Les conseillers financiers prennent de l’âge, et ils doivent revoir leur approche des clientèles constituées des plus jeunes générations. L’utilisation des réseaux sociaux et des nouveaux canaux de communication est essentielle si l’industrie veut joindre ces consommateurs et leur proposer des produits d’assurance vie.charbonneau_tremblay_bergeron

Au récent Congrès de l’assurance et de l’investissement, trois experts ont proposé des moyens pour la vente de produits financiers aux jeunes familles et aux clients de la génération Y. Selon la définition soumise par Yan Charbonneau, président d’AFL Groupe financier, on inclut dans ce groupe les gens nés entre 1980 et 1997. Ils forment déjà un important groupe de la population québécoise, avec environ 1,3 million de personnes, et d’ici 2020, les clients Y formeront la génération dotée du plus important pouvoir d’achat.

« Vendre de l’assurance vie en parlant d’une protection pour le futur, ça ne signifie rien pour les Y. Un horizon de cinq ans pour eux, c’est déjà long. La fin de vie, c’est beaucoup trop loin », explique M. Charbonneau. La sécurité financière et les besoins à la retraite sont des concepts lointains. Les conseillers doivent adapter leur discours à la réalité, insiste-t-il. Pour changer leur approche envers ces jeunes familles et les clients Y, les cabinets doivent aussi recruter de plus jeunes conseillers.

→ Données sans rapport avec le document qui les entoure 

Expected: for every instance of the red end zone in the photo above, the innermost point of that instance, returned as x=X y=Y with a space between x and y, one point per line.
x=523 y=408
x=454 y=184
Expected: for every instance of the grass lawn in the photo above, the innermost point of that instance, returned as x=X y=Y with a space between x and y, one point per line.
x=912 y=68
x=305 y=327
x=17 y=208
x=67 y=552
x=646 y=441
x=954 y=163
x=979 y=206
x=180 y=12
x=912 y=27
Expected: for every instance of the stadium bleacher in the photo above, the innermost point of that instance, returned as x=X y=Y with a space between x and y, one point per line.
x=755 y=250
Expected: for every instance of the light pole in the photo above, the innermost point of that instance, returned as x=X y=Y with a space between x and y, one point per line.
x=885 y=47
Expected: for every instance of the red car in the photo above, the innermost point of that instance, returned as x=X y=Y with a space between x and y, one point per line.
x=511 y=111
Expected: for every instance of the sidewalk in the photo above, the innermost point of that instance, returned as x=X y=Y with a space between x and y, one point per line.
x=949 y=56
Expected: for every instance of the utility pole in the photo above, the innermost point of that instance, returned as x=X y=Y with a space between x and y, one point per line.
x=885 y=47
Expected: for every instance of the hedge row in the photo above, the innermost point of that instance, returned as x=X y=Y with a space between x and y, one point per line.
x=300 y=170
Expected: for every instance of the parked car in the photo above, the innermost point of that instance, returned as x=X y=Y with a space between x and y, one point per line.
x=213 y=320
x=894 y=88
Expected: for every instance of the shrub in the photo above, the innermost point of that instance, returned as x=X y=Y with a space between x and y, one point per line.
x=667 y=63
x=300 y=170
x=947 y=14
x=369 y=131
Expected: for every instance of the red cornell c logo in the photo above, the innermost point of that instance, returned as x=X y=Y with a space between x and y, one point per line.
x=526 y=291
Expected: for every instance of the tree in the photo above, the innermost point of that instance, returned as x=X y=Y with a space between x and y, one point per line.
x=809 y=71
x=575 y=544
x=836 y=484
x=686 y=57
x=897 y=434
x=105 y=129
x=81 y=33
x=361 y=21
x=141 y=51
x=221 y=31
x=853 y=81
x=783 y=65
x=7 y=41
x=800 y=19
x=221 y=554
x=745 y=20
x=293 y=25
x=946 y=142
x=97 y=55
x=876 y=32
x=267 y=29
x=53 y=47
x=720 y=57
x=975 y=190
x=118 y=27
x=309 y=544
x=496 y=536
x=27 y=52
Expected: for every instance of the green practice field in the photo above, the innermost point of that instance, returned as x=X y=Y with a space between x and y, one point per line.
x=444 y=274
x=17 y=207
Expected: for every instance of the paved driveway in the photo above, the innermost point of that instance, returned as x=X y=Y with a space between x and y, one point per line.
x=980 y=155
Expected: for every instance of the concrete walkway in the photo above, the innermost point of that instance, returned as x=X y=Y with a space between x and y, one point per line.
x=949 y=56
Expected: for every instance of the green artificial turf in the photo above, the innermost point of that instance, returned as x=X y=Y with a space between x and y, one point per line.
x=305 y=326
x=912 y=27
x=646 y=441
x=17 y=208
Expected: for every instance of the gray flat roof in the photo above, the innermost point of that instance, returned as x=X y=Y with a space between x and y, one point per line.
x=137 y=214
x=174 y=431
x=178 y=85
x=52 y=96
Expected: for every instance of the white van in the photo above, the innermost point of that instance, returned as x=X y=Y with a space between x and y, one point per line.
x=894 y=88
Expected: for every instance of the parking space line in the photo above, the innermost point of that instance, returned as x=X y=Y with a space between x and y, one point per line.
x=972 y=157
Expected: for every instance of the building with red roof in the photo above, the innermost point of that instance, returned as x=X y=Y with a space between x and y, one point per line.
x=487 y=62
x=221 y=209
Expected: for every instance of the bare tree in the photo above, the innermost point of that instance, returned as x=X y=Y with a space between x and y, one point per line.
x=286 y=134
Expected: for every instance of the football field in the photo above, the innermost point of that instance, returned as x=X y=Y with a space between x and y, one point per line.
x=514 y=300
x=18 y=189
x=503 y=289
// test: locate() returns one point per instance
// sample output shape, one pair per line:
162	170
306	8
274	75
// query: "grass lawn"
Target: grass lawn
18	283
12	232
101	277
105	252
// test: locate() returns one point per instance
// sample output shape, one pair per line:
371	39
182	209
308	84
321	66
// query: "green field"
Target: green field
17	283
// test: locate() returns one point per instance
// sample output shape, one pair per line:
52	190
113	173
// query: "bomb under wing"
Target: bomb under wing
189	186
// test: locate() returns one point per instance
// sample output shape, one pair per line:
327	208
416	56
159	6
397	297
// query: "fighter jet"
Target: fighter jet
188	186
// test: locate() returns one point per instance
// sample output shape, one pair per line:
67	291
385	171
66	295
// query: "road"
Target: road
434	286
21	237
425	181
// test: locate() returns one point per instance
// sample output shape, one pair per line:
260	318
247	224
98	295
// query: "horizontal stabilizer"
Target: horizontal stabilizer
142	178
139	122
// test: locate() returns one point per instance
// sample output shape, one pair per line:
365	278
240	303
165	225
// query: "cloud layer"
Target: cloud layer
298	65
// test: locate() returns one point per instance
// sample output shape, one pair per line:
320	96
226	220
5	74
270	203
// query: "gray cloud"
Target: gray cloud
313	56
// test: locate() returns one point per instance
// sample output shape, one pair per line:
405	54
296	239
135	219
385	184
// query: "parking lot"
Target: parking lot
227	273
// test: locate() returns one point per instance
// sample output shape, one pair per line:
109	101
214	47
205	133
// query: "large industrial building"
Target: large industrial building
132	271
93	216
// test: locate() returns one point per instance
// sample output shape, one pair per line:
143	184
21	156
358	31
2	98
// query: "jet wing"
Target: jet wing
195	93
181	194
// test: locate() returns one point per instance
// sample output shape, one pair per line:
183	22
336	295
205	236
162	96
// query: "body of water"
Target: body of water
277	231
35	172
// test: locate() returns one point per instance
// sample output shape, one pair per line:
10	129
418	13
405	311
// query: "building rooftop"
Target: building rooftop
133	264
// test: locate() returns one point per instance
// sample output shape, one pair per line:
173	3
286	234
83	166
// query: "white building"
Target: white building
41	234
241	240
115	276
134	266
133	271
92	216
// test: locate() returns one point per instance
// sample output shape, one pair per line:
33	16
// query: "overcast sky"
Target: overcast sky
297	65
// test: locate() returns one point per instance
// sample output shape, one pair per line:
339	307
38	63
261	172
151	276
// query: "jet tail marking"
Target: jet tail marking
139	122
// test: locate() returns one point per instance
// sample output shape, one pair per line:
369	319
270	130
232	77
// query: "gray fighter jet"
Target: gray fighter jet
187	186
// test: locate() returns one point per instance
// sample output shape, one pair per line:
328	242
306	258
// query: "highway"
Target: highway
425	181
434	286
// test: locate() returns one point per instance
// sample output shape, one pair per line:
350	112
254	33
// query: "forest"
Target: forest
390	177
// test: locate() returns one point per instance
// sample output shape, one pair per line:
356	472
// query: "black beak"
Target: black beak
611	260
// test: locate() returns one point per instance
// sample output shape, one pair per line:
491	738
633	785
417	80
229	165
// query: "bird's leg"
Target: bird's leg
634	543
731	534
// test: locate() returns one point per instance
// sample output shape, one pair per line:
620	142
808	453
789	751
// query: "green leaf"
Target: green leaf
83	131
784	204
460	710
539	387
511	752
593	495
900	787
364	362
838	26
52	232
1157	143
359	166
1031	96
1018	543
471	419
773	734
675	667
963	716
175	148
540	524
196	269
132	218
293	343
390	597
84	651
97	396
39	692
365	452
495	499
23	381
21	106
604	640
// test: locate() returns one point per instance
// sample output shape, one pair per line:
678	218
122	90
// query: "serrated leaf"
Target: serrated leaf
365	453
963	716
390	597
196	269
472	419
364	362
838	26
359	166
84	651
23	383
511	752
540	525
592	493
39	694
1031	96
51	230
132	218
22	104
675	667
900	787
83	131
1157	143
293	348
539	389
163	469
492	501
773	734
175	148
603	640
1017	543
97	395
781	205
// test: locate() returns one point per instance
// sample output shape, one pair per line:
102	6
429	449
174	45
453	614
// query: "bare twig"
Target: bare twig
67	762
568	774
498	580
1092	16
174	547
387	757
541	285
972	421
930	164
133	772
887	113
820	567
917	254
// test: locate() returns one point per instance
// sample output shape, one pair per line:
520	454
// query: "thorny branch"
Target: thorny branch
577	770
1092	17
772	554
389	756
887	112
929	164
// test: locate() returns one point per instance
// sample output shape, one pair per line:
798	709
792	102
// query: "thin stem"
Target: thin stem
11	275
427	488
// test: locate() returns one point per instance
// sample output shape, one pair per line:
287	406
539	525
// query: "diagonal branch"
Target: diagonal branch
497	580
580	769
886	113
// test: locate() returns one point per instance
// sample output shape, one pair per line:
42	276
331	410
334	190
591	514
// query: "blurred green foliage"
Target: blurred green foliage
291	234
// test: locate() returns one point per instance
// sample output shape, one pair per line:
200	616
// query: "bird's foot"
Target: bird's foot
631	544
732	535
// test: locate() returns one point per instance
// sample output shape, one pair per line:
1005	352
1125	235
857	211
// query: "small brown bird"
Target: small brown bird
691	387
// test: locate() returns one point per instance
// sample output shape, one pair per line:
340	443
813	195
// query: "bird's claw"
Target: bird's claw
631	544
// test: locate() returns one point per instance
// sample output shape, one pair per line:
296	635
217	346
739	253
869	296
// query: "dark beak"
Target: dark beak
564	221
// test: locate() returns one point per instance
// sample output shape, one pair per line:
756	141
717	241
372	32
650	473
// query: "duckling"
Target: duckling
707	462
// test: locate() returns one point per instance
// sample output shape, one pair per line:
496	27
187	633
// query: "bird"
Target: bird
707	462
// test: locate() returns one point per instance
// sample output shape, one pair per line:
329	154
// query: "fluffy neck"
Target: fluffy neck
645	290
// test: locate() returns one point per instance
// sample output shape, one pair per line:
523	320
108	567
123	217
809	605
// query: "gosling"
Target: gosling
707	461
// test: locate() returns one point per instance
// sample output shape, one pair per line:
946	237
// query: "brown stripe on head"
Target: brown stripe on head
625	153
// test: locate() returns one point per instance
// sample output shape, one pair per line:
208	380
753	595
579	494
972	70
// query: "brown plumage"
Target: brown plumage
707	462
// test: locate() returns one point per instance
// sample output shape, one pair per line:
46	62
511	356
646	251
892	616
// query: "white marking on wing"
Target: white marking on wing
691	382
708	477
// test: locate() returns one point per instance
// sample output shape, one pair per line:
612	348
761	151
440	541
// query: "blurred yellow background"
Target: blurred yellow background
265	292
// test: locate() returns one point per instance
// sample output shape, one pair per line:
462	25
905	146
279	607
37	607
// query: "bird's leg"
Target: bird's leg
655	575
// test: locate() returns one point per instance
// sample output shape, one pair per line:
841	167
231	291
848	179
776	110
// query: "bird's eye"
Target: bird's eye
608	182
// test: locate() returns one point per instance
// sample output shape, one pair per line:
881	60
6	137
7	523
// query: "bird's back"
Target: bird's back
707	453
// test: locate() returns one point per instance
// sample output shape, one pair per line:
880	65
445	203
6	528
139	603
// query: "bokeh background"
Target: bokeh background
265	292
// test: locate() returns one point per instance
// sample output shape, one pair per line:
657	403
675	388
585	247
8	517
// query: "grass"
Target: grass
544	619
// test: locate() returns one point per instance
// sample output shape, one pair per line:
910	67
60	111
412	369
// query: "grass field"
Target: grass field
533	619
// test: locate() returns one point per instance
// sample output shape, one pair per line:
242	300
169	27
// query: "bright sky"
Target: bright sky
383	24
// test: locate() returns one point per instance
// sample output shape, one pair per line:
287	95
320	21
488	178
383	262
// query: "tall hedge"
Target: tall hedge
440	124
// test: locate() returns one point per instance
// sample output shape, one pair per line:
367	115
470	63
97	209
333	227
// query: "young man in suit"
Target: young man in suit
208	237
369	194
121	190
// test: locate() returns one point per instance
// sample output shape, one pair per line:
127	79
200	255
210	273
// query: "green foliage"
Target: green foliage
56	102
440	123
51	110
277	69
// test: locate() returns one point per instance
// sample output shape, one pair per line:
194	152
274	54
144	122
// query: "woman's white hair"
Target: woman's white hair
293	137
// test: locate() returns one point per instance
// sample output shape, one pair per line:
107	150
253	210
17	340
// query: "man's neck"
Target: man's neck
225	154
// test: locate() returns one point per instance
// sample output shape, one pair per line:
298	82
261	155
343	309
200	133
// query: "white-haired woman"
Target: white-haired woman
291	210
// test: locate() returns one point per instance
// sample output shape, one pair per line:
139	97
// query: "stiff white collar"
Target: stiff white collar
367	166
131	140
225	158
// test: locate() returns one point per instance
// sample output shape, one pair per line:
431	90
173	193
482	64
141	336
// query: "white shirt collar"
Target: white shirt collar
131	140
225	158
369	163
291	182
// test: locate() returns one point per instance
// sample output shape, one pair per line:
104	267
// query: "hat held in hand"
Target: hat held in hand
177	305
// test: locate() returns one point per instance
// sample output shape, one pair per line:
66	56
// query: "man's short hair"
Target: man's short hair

Chez les clients Y, la tentation est forte de retarder les achats importants pour réaliser des projets, comme des voyages à l’étranger, ou encore d’investir dans leur éducation. « Ce ne sont pas toujours des besoins frivoles », précise Michel Bergeron, associé chez Ernst & Young (EY).

Autre facteur à ne pas négliger: la génération des travailleurs de moins de 35 ans est déjà très endettée. Les mensualités qui servent à rembourser les prêts étudiants, les dettes de crédit et les prêts hypothécaires, lorsqu’ils sont propriétaires, pèsent lourd dans leur budget. Quand ils pensent à l’assurance vie, ils ont déjà magasiné une couverture minimale et peu couteuse. Les sondages menés par EY auprès des clients de compagnies d’assurance confirment la tendance, ajoute M. Bergeron.

L’influence des autres industries

Il rappelle que les habitudes de consommation sont influencées par les autres industries, où l’on offre des primes et des points au moindre achat pour récompenser le consommateur. Cette tendance ne doit pas être négligée dans l’industrie des services financiers. Le rapport sur la gestion de patrimoine d’EY, intitulé Closing the gap, montre bien les écarts de perceptions entre les conseillers financiers et leurs plus jeunes clients.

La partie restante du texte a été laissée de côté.